The future of e-cars depends on three key factors: Battery energy densities (which determine e-car driving-range), speed of recharging, and price per kWh capacity.
EU Battery Union
Maroš Šefčovič, who leads the European Union's "Energy Union" project for the European Commission, has been pushing for a European consortium to be formed to produce lithium-ion battery cells in Europe at the scale needed to supply the European automotive industry.
"Our objective for the European Union Battery Alliance is simple, but the challenge is immense,” said Šefčovic at the EU Industry Days Forum in Brussels on February 23. "We want, almost from scratch, to create a competitive and sustainable, battery cell manufacturing in Europe supported by a full EU-based value chain."
The Alliance has scaled back slightly from its original plans for an industry-spanning consortium, but Šefčovič said he hoped it would include ten to twenty large factories that can provide battery cells, adding that the European market for e-car batteries could reach 250 billion euros ($309 billion) per year from 2025 onward.
Answering Chinese with European strategy
Commissioner Šefčovic's EU Battery Alliance plan proposes to define cell manufacturing as a strategic industry, and set about ensuring the necessary production capacities will be in place to ensure Europe's carmakers will not be left vulnerable to supply chains outside Europe.
Maroš Šefčovic of Slovakia is Vice-President of the European Commission in charge of the Energy Union, one of the EU's most important projects.
What remains unclear, however, is how this grand plan is to be financed.
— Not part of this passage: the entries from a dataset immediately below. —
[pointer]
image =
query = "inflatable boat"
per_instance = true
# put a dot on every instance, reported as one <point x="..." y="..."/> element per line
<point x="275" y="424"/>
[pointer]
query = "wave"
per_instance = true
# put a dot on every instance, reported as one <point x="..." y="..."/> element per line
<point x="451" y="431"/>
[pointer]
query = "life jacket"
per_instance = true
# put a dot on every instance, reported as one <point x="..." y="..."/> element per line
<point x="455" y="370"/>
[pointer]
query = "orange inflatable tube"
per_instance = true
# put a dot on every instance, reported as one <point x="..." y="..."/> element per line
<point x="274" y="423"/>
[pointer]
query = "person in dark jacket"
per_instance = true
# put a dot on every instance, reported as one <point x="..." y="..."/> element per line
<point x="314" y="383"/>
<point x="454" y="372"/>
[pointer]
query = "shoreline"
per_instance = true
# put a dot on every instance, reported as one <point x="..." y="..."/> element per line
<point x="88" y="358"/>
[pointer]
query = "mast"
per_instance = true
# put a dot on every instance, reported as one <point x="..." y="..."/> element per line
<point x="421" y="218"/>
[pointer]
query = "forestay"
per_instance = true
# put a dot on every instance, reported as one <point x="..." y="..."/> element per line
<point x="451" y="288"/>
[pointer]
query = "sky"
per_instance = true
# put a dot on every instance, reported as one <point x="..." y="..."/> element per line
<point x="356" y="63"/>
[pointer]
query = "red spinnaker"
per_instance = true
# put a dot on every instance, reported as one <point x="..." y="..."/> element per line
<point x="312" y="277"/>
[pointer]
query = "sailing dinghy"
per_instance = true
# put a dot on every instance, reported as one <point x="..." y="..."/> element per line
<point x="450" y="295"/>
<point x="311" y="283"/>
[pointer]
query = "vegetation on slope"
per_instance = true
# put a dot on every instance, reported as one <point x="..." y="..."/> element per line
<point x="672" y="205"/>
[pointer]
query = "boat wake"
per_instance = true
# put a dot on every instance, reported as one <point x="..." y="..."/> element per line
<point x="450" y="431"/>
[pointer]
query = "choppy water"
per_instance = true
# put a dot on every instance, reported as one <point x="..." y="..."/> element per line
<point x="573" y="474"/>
One option might be for the European Union to implement a "feed-in tariff" guaranteeing a profitable price per MWh of battery cells produced in Europe, for a defined annual quantity of cells large enough to ensure battery-makers will have sufficient sales volume to cover their fixed investment costs.
Such a system might have prevented Bosch from deciding, in late February, to drop its own plan to get into e-car battery cell manufacturing.
This seems like a state-subsidized measure, and these are frowned upon in Europe. European policy-makers have traditionally been obsessed with enforcing a strict division between state and corporate finances. Most forms of state subsidy are prohibited by European Union treaty.
But Europe's policy-makers need to decide whether they can afford to continue opposing state or European Union subsidies to key industries, in an era when European industry faces global competition from Chinese firms actively supported by Chinese state subsidies and strategies.